Nathaniel sorriu quando enxergou Kellan.

Halloween estava próximo e a área pediátrica do hospital já estava customizada para a garotada se sentir mais à vontade, mesmo presos ao hospital. O que o Walker não sabia é que os médicos também seriam customizados.

— Cala a boca — foi logo dizendo Kellan, ao deixar o prontuário no balcão, com um sorriso de canto.

— Eu nem disse nada — riu-se Nathan, observando o loiro.

Usava uma tiara de abóboras que balançava quando ele se movia, uma das sobrancelhas estava pintada de roxa e a outra de laranja e havia um chapéu de bruxa desenhado em sua bochecha esquerda.

— Não, mas seus olhos disseram — retrucou, bem-humorado. Então apoiou-se no balcão. — E quer saber? Se a Lizzy disse que eu fiquei gato assim, eu acredito!

Nathan riu, assentindo.

Lizzy era uma das pacientes mais conhecidas naquele ano, sempre retornava ao hospital devido à quimioterapia, mas chamava a atenção que fosse sempre tão animada. Tinha nove anos, era apaixonada por Kellan e não fazia questão de esconder.

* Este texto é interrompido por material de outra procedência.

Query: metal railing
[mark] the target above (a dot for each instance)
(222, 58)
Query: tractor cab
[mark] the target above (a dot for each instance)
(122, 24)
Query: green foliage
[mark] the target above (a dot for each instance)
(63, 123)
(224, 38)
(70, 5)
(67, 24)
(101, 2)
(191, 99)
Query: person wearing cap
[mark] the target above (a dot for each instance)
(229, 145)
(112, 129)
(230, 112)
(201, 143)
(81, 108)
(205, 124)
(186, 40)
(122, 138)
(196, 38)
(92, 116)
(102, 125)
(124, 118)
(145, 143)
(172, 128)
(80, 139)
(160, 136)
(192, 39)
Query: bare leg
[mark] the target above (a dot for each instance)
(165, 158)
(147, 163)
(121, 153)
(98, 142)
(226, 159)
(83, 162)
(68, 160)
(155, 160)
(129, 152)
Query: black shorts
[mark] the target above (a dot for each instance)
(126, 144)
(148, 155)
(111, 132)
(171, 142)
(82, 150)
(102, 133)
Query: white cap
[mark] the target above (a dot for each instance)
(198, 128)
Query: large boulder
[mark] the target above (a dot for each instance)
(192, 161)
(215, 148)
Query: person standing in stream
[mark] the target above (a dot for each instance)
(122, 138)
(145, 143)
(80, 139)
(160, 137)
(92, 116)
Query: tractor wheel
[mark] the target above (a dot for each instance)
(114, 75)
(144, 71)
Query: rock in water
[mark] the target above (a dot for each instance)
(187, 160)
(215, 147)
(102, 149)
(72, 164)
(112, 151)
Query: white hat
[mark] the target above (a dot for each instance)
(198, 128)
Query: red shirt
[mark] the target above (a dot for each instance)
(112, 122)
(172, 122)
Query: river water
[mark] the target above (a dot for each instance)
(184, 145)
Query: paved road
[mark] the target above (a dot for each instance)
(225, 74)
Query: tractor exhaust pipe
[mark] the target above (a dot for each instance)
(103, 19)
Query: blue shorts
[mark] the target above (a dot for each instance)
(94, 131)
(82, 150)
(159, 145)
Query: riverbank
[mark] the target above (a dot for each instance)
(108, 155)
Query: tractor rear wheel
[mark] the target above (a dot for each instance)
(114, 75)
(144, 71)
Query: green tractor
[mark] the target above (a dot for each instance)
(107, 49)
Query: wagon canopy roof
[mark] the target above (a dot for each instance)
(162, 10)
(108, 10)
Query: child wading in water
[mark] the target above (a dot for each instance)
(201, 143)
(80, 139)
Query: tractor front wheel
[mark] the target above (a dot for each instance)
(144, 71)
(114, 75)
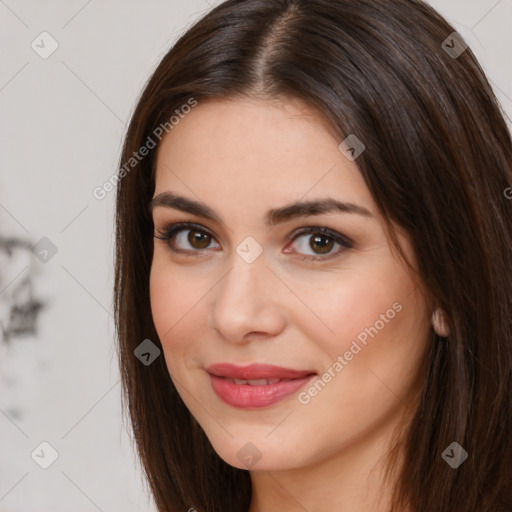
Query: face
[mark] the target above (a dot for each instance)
(247, 279)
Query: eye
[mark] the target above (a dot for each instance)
(183, 234)
(321, 242)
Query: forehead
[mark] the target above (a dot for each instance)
(266, 152)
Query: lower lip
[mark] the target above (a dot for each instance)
(246, 396)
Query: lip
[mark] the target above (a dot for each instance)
(256, 371)
(246, 396)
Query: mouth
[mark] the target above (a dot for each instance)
(256, 385)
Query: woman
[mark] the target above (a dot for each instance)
(312, 265)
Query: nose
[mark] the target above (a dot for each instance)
(246, 302)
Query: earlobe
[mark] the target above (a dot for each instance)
(439, 323)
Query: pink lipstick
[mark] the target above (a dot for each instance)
(256, 385)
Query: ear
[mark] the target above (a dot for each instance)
(439, 323)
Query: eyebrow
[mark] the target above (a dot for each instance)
(272, 217)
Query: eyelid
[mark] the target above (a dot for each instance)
(170, 230)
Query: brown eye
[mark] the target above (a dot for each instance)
(321, 244)
(186, 238)
(198, 239)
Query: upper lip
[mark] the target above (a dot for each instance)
(256, 371)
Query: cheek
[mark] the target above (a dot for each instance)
(178, 301)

— Fiquei sabendo que vocês vão casar um dia — brincou Nathan, analisando-o.

— É verdade — concordou, rindo. — Nós iremos usar terno e vestido roxos, porque Lizzy diz que se o tênis branco que ganhou da sua mãe suja rápido, imagina um vestido de noiva!

Nathaniel gargalhou, podendo jurar que ouvira a voz da garotinha em sua cabeça, daquele jeito sabichão dela. — Sensata como sempre.

— Com certeza — afirmou Kellan, com um sorriso terno.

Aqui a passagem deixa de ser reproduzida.